In today’s job market, candidates have the upper hand when looking for a new position more often than not. You think you have identified a great candidate. You have interviewed them, vetted them, and made an offer, then they say “no”. This can be frustrating. You have done your diligence yet you don’t understand why candidates reject good offers.
Openview recently conducted a hiring survey in the B2B SaaS industry to find out more about hiring and recruitment trends. Their study uncovered three reasons top candidates decide against accepting an offer. Below are the top barriers and ways to proactively address them.
Your team was misaligned on the role and company vision
Executives have experience and know what types of red flags to look for when meeting with a new company. While they may be looking for a change of scenery and opportunities for growth, when they see “misalignment across the role and vision across interviewing teams”, they become concerned about the long-term vision for the organization. This was mentioned by nearly two-thirds of the respondents.
To ensure everyone is aligned prior to the search process, meet with all of the stakeholders prior to posting the role. Make sure everyone is on the same page when describing the role, the expectations, the company mission, etc…. Not only does it show the candidates that you’re culture is strong, it also streamlines the process, saving everyone time once the interviewing starts.
They didn’t have access to company data and financials
Candidates that are looking, actively or passively, are not suffering from a lack of options. They know they can be patient and find the right role for their needs. Again, these people are experienced and know what metrics to look for. Nearly three-quarters of respondents said they look at the company and financial metrics when evaluating a company.
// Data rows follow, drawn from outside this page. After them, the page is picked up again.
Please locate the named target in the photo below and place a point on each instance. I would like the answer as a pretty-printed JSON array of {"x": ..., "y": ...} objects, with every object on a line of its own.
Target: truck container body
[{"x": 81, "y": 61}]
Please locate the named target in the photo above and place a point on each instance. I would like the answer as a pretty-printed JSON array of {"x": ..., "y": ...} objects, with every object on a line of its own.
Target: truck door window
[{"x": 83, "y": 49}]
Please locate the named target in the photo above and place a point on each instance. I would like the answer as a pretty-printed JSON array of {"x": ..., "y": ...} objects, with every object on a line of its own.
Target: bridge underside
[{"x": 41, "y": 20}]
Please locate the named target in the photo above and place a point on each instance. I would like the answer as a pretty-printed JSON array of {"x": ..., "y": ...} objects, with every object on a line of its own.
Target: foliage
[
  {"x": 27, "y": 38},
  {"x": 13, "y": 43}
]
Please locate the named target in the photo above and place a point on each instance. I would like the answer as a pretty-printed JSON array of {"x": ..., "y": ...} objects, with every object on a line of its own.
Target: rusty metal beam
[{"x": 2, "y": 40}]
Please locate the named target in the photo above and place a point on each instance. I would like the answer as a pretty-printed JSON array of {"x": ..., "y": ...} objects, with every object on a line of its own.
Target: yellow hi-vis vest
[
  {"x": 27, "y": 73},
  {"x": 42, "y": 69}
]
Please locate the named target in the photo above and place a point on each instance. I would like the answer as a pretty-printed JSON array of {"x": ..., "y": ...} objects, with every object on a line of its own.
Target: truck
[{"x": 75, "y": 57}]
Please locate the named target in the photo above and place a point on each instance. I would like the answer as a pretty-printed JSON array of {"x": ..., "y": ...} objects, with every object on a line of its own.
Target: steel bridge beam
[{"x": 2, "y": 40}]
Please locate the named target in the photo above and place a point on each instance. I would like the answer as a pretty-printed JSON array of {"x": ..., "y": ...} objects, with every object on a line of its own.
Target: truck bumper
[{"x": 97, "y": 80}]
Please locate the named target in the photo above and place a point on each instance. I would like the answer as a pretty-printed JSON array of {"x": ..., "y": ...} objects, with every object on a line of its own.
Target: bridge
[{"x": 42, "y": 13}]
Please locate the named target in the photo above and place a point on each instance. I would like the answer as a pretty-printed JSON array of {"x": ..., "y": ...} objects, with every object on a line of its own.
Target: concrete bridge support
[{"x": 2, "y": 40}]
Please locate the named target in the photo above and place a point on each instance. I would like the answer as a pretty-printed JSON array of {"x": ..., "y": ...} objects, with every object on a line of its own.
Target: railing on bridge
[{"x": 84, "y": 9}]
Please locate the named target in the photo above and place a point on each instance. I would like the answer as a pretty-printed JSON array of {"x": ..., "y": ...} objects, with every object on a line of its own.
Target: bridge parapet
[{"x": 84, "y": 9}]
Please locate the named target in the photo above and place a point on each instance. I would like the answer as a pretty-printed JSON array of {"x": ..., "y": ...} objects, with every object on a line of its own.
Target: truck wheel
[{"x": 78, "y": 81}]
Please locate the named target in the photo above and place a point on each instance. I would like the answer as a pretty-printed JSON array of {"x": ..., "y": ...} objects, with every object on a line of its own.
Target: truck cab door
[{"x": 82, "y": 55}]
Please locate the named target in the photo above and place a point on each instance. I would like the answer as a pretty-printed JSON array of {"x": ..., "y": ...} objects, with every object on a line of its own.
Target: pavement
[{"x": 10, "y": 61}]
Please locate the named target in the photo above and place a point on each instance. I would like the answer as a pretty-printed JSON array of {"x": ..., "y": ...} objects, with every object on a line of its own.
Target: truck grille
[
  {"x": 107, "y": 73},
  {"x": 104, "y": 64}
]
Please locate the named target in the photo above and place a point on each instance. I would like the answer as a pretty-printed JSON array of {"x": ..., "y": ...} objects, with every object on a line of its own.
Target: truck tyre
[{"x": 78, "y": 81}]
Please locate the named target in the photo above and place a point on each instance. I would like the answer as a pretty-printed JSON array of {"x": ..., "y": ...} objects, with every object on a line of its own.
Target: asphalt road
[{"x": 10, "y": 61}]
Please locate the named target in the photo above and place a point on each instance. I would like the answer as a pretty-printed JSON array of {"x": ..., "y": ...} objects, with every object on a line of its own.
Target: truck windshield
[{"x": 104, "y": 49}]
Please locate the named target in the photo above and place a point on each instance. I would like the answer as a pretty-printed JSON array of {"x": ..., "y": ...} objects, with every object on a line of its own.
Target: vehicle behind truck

They are also going to consider product-market fit for early-stage companies as an example.
And if you don’t share financial information, they are going to assume that you’re not doing well. “This is why 63% of survey respondents listed “limited or no access to company data (i.e. revenue, growth rates, retention, etc.)” as a top red flag in the hiring process.” Instead of letting them think of the worst-case scenario, be open, honest, and as transparent as possible about your current situation. Use NDAs to protect privileged information. You want to know sooner rather than later if your candidate’s goals align with your needs.
They wanted a real and strong culture
Don’t treat your culture with lip service. It doesn’t take long for a new hire to realize whether your culture is strong or weak, and the cost of turnover for executives can reach seven figures quickly. Culture is critical to attracting the best candidates. Nearly half of respondents “rated ”strong company culture” as a top-quality they look for in the interview process, and they’re willing to do their research. 42% of respondents listed “researching company culture” as a major way they evaluate a role and company.”
And candidates aren’t going to take your word for it. They will use their own networks. 63% said that one of the most effective methods to determine if a role is worth leaving their current position is, “backchannel references about the company and leadership team”.
Be sure you’re talking about culture throughout the process with your candidates. Again, be open, honest, and authentic. And let them know if there are challenges you’re working through, they may be able to help with a fresh perspective. And the best way to use culture to your advantage is to proactively build and maintain a solid culture.